Unanticipated noise and vibration can be problematic for both occupants and processes within structures. Noise and vibration in piping systems can originate at pumps and other mechanical equipment. If the system design does not accommodate vibration, a variety of issues ranging from annoyances to actual business interruptions can occur.
Traditional Vibration Reduction
Designers have traditionally specified elastomeric flexible arch connectors to minimize noise and vibration where pumps connect to piping systems. These flex connectors create a discontinuity in the metal piping, which reduces the amount of vibration transmitted down the line. Commonly constructed of nylon, DacronÒ or polyester, these connectors are often spheroidal in shape to permit deflection in all directions. The disadvantage is in the weakness of the elastomeric arch: the lack of metallic containment and compression rather than pressure-responsive sealing.
The elastomeric flex connector's shape allows pressure to exert in all directions, but this often requires control units such as restraining rods, plates and/or anchors. These items are used to prevent excessive stretching of the unsupported elastomer due to system pressure thrusts. However, when such thrusts occur repeatedly and the connector is overextended through time, use and pressure, rupture or leakage can result. The connectors can be fairly expensive, and installation can be time consuming due to the complexity of the reinforcing systems. The compression sealing of the flanged construction often requires re-torquing to maintain a leak-tight joint.
Couplings' Sound and Vibration Reduction Qualities
Flexible couplings have proven as effective as flex connectors in handling deflection and reducing noise and vibration in commonly experienced frequency ranges. Couplings included in grooved mechanical piping systems provide additional performance benefits, making them a good option for pump connections, as well as joints throughout entire piping systems. These benefits include prevention of overstretching, and accommodation of deflection, expansion and contraction.

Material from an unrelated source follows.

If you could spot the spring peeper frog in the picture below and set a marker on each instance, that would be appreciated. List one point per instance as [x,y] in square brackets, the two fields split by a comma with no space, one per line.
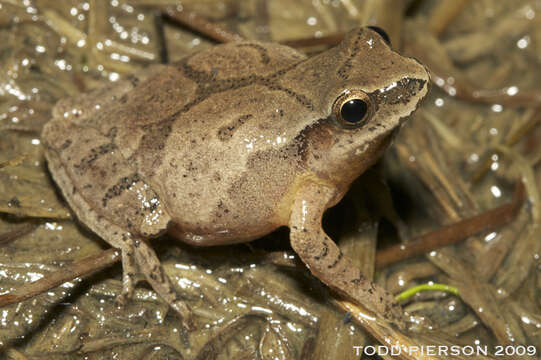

The elements of a grooved pipe joint
The mechanical joint, or coupling, is comprised of four elements: grooved pipe, a gasket, coupling housings, and nuts and bolts. The pipe groove is made by cold forming or machining a groove in the pipe end. A gasket enclosed in coupling housings is wrapped around the two pipe ends, and the key section of the coupling housing engages the groove in the pipe. The bolts and nuts are tightened with a socket wrench or impact wrench to hold the housings together. In the installed state, the coupling housings encase the gasket and engage the groove around the circumference of the pipe to create a leak-tight seal in a self-restrained pipe joint.
Like a flex connector, the coupling reduces vibration and noise transmission while handling deflection. The elastomeric gasket creates a discontinuity similar to that of a flex connector, while the design of a flexible coupling allows the joint to accommodate up to 5 deg of deflection.
3-D model of a pump with flexible couplings
The design of the coupling is different from a flex connector. The coupling's housings hold the gasket in compression to create a seal against the pipe, while providing both space for the elastomeric material to flex, and containment to prevent overstretching. Full metallic containment is provided. Couplings maintain noise and vibration attenuation qualities, as well as the ability to accommodate deflection, expansion and contraction, throughout the piping system's life.
The gasket material attenuates vibration as well as noise transference, and the ductile iron housings provide vibration-dampening qualities due to the materials' inherent dampening coefficient. In fact, testing conducted by SSA Acoustics in Seattle showed that three couplings placed in series in a pipe section dampened overall vibration amplitude by 80 to 90 percent, with each successive joint creating a further reduction in vibration.